Née Gina Diament, Julia Pirotte (1907-2000) était une photographe humaniste et journaliste talentueuse, communiste, juive polono-belge injustement méconnue. Durant la Deuxième Guerre mondiale, elle a photographié l’invasion de la Pologne par l’Allemagne, et, à Marseille, cette résistante a saisi avec son Leica la vie quotidienne, puis les combats de la Libération. Elle a aussi photographié les victimes du pogrom de Kielce en 1946, et la vie en Israël en 1957. Le Mémorial de la Shoah présente l’exposition « Julia Pirotte, photographe et résistante » (Julia Pirotte, Photographer and Resistant). Entrée gratuite.


« On me demande comment je fais avec cet appareil pour capter des images qui sont exposées dans le monde entier (…). Quand je ressens un battement de cœur, je sais que ce sera une bonne photo. » – Julia Pirotte

Née Gina Diament, Julia Pirotte (1907-2000) « grandit entre Konskowola et Lublin en Pologne, dans une famille juive pauvre, son père Baruch est mineur. » Elle a un frère ainé Marek né en 1905 et une sœur Mindla cadette née en 1911. Leur mère Sura Szejnfeld décède en 1916. Leur père se remarie, et installe sa famille à Varsovie où il devient épicier.

« Arrêtée à 17 ans pour son engagement dans la jeunesse communiste polonaise », elle est condamnée à quatre ans d’emprisonnement.

Exil en Belgique
« En 1934, Julia Pirotte fuit la Pologne pour rejoindre sa sœur Mindla, réfugiée en France ». Son frère avait fui pour l'Union soviétique.

« Tombée malade en Belgique, soignée par le Secours rouge international, Julia Pirotte commence ensuite à travailler comme ouvrière. » 

« À Bruxelles, elle épouse l’ouvrier et syndicaliste Jean Pirotte et elle rencontre la future résistante Suzanne Spaak ». Celle-ci encourage Julia Pirotte « à entreprendre une carrière de photojournaliste et lui offre un Leica Elmar 3, dont Julia ne se séparera plus jamais. » 
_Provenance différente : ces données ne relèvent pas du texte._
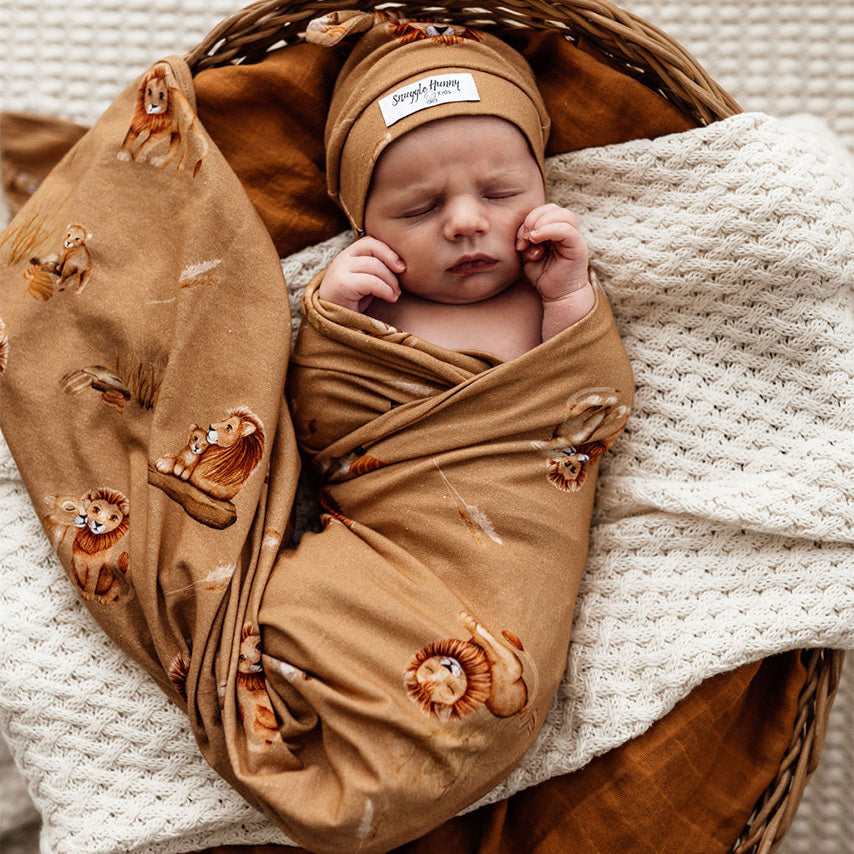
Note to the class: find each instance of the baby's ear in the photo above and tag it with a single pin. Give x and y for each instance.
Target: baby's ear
(336, 26)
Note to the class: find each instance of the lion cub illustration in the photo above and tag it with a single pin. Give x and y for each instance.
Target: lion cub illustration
(233, 448)
(73, 264)
(59, 519)
(162, 114)
(98, 564)
(451, 678)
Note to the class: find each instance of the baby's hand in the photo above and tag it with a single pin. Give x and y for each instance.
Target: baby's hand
(554, 253)
(365, 270)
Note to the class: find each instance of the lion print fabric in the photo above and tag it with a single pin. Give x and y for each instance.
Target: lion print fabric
(367, 684)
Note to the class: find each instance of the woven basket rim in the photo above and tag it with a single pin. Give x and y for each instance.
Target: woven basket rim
(640, 49)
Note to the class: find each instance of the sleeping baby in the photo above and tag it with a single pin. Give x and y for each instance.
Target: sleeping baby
(443, 177)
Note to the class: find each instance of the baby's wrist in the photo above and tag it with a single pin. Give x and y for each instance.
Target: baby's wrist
(571, 290)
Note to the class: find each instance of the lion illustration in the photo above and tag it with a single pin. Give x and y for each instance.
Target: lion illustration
(162, 114)
(59, 519)
(188, 457)
(99, 565)
(179, 671)
(73, 264)
(235, 446)
(253, 701)
(571, 450)
(567, 468)
(451, 678)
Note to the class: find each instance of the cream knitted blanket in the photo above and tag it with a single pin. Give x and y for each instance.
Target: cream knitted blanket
(724, 528)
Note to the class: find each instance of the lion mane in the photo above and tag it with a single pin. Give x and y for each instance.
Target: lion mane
(162, 112)
(96, 570)
(567, 468)
(221, 471)
(91, 543)
(474, 663)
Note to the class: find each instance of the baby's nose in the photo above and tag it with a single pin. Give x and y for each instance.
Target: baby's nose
(466, 217)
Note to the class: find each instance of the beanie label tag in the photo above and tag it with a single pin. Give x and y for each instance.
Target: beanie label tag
(428, 92)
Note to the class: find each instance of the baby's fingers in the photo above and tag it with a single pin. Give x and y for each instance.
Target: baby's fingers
(374, 277)
(371, 247)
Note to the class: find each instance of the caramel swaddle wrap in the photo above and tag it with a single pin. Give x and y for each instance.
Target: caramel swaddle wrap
(369, 684)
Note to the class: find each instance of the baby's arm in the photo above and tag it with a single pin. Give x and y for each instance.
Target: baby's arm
(554, 257)
(363, 271)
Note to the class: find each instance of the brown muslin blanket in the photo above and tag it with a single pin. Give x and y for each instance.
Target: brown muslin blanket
(370, 683)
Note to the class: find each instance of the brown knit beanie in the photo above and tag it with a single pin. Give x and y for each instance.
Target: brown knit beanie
(402, 74)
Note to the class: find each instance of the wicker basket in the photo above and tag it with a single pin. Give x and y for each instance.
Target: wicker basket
(647, 54)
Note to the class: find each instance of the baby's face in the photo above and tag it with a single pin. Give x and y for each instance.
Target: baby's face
(449, 198)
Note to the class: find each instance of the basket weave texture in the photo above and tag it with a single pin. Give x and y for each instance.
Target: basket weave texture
(649, 55)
Sur Facebook, le Mémorial de la Shoah diffuse une vidéo de l'interview de Julia Pirotte qui montre son Leica Elmar III, produit en 1931 et reçu en 1939 de Suzanne Spaak, "une femme charmante et une grande combattante,, quand elle a achevé ses études de photographie à Bruxelles (Belgique).

« Parmi ses premiers reportages, Julia Pirotte réalise une enquête sur les mineurs polonais à Charleroi ainsi qu’un voyage aux Pays Baltes pour l’agence de presse Foto WARO. » 

Résistante
En mai 1940, après « l’invasion de la Belgique par l’Allemagne nazie, elle prend le chemin de l’exode. Elle se fixe à Marseille où elle retrouve sa sœur et arpente la région pour les journaux le Dimanche illustré, la Marseillaise, le Midi Rouge. » Elle écrit un article sur la chanteuse Edith Piaf.

Julia Pirotte « met la photographie au service des causes qu’elle défend : les conditions de vie précaires des habitants du Vieux-Port et les enfants juifs du camp de Bompard et les maquis de la Résistance. Résistance qu’elle rejoint très tôt tout comme sa sœur Mindla. Agent de liaison pour les FTP-MOI, elle transporte tracts et armes et fabrique des faux-papiers. »

« Le 21 août 1944, présente au plus près des combattants, Julia Pirotte documente par ses photographies l’insurrection et la libération de Marseille. »

« Les plus grands jours de ma vie furent ceux de l'insurrection à Marseille. Comme tant d'autres, j'avais des comptes à régler avec les nazis, mes parents et toute ma famille étaient morts dans des camps en Pologne et dans les ghettos. J'étais sans nouvelle de ma sœur prisonnière politique, je ne savais pas encore qu'elle était morte guillotinée », a écrit Julia Pirotte.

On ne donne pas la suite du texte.